Un tecnico che soffre come un cane prima delle partite, un maniacale artigiano schiavo del campo, del lavoro. Tatticamente Guidolin non è inferiore a nessuno, le sue squadre inoltre praticano sempre un bel gioco e danno filo da torcere a chiunque. Un interrogativo mi attanaglia ormai da una vita: perché sulle grandi panchine sono passati cani e porci e non lui? Che sia stato forse penalizzato da un carattere impenetrabile e poco incline ai servilismi? Lo spero. Nel suo Vicenza dei miracoli, quello della Coppa Italia alzata al cielo e della semifinale in Coppa delle Coppe contro il Chelsea, figurava un mediano di nome Mimmo Di Carlo. Non era solo un ruba palloni, partecipava anche alla costruzione della manovra e, soprattutto, teneva in ordine l’intero scacchiere. Il classico allenatore in campo, preludio di un destino inevitabile. Di strada ne ha fatta parecchia il buon Mimmo, vittima solo di una bontà d’animo molta rara nella società odierna; la sua faccia non è propriamente da duro, ha bisogno di avere una famiglia intorno a sé per potersi esprimere al meglio dal punto di vista professionale.

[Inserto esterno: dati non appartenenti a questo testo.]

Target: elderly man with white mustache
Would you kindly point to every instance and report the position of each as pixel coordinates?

Due annate poco esaltanti nel Parma e nella Sampdoria, storie al contrario bellissime con Mantova e Chievo. Il calcio di Mimmo Di Carlo trova il suo habitat naturale nelle realtà a misura d’uomo, dove la persona viene prima del risultato, dove la vecchietta ti accudisce se hai il raffreddore. E, attenzione, si tratta di un calcio interessantissimo, perché veder giocare il Chievo è nel suo piccolo uno spettacolo: una squadra che occupa il campo alla perfezione e a cui fare gol non è mai semplice, un contropiede manovrato come solo il Napoli in Italia sa fare. Le ripartenze dei veronesi non sono frutto del caso come spesso capita, si nota il lavoro settimanale dell’allenatore su tale specifica situazione. E’ scuola italiana allo stato puro, è un misto tra cervello e pratica insistente; così facendo si crea uno spartito in cui tutti riescono ad interpretare al meglio il proprio compito. Il Chievo, fateci caso, non soffre come le rivali le assenze dei singoli, è un blocco unico e compatto. E’ una favola che prosegue spedita.

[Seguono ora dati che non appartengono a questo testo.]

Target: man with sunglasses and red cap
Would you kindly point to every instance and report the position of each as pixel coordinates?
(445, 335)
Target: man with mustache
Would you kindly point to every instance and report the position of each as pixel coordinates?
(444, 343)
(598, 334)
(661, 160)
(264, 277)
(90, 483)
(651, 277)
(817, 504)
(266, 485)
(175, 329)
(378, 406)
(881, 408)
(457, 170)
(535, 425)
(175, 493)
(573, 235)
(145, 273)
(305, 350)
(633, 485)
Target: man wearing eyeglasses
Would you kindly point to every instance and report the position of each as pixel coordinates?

Per il presidente Campedelli è passato anche Stefano Pioli, artefice di una splendida stagione a Bologna. Un altro tecnico del Belpaese bravo e preparato, l’ennesima risposta agli esterofili e ai modisti, una delle mie mille domande. Pioli ha fallito una stagione sola, a Parma, per giunta con una società allo sbaraglio prima dell’avvento di Ghirardi. Le sue squadre sono molte solide in retroguardia e non rinunciano a prendere in mano le redine del match: 51 punti a Bologna non li vedevano, guarda un po’ il caso, dal periodo di Guidolin. Ha avuto l’intelligenza di passare alla difesa a tre e consentire così a Mudingay e Perez di giocare allineati. I due formano un’autentica diga a centrocampo, sradicano maree di palloni agli avversari ed offrono maggiore libertà al genio di Diamanti e Ramirez. Al Dall’Ara finalmente si divertono ed è una semplice giustizia, perché Bologna merita una formazione all’altezza del suo blasone calcistico e l’intero movimento necessita di un club tanto importante. Con Pioli i rossublu possono mettere le radici per un futuro da protagonisti, sperando che qualche grande non si accorga di lui.

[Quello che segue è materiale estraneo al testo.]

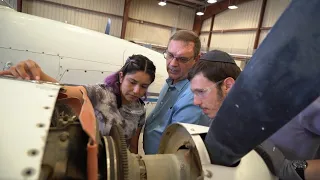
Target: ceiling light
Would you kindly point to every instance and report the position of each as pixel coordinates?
(199, 13)
(162, 3)
(232, 7)
(212, 1)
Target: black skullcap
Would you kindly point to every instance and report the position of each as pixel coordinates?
(218, 56)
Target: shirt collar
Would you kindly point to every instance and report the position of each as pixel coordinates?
(179, 85)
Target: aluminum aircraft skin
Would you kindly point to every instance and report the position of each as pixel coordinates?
(76, 55)
(69, 53)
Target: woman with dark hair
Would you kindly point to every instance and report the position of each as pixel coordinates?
(117, 101)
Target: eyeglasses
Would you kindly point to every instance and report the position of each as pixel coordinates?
(202, 93)
(169, 56)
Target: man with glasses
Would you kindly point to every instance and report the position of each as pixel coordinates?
(212, 78)
(175, 103)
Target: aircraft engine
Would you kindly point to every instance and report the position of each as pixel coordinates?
(47, 135)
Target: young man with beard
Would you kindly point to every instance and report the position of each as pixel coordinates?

Il rossoblu, Genoa a parte, si rivela un colore fortunato. Chiedetelo ai tifosi del Catania, in prima pagina da mesi grazie alla splendida creatura di Vincenzino Montella. I siciliani ci hanno regalato sprazzi di grande calcio, sono partiti alla pari contro ogni avversario, incutendo preoccupazione e rispetto. Molte compagini hanno apportato delle modifiche al loro schieramento nelle sfide a Legrottaglie e compagni, etichettati con qualche fondo di verità come un piccolo Barcellona. Il pressing comincia dagli attaccanti, brevilinei e tecnici, per poi coinvolgere il resto del tessuto; Lodi è chirurgico in cabina di regia, Izco e Almiron lo supportano al meglio e fanno sentire la loro presenza in entrambe le fasi; la palla raramente viene alzata dal suolo. Esistono diversi sistemi per incantare la platea se non possiedi tra le tue fila Messi e Xavi, l’interpretazione è decisiva ma va modellata sugli attori. Il risultato può essere ugualmente efficace, ovviamente con le dovute proporzioni. Non era questo che voleva la nuova Roma americana? Invece l’Aeroplanino è stato liquidato senza troppi rancori, in un cambio di rotta di cui solo lui se ne è giovato. Chissà che non sia troppo tardi per riallacciare il filo, un Montella alla Conte sarebbe il traino ideale per l’ambiente romanista.

E che dire di Donadoni e Colantuono? Il primo vince praticamente da due mesi, senza conoscere interruzioni. Ha fatto leva sulla duttilità di molti suoi calciatori, ha plasmato un Parma attento e spietato al tempo stesso, orchestrato da quell’eccelso direttore che è Giovinco e trascinato in volo dai fulmini Biabiany e Jonathan. Una rivincita per l’ex milanista, penalizzato eccessivamente da un fallimento in Nazionale che, numeri alla mano, fallimento non fu. La sua competenza verrà fuori molto velocemente, ne sono sicuro. Il collega Colantuono, invece, a quest’ora sarebbe magari stato distratto dalla corsa alla Champions se non avesse ricevuto sei punti di penalizzazione. Si è dato poco risalto al trionfale cammino dell’Atalanta, troppo quadrata, troppo bella, troppo feroce per lasciarsi abbattere dalle intemperie di uno scandalo. Se fossi al posto del presidente Percassi oserei, con un pubblico del genere ed un allenatore così bravo l’Europa potrebbe diventare un obiettivo concreto. L’ambiente bergamasco è in grado di trasmettere sostegno e grinta, ti mantiene sempre sul pezzo e meriterebbe un salto di qualità.

Dopo lunghe disamine arrivo al punto: la provincia si è goduta i suoi momenti di gloria in questa annata, ha regalato equilibrio e competitività al campionato. Non è più tempo, purtroppo, per favole come quelle del Verona di Bagnoli, il mondo è totalmente assorbito dalla materia e non si intenerisce di fronte alla fantasia. Il calcio da “Clamoroso al Cibali!” è svanito senza che in molti se ne accorgessero o ne patissero eccessivamente. Andare oltre ciò che hanno compiuto nel 2012 le squadre citate sarà quasi impossibile per la provincia. Accontentiamoci e gioiamo per chi riesce a lanciare la sfida ai colossi puntando sull’organizzazione, sulla bravura, sul lavoro e sul prodotto made in Italy: non siamo solo Milan, Juve ed Inter.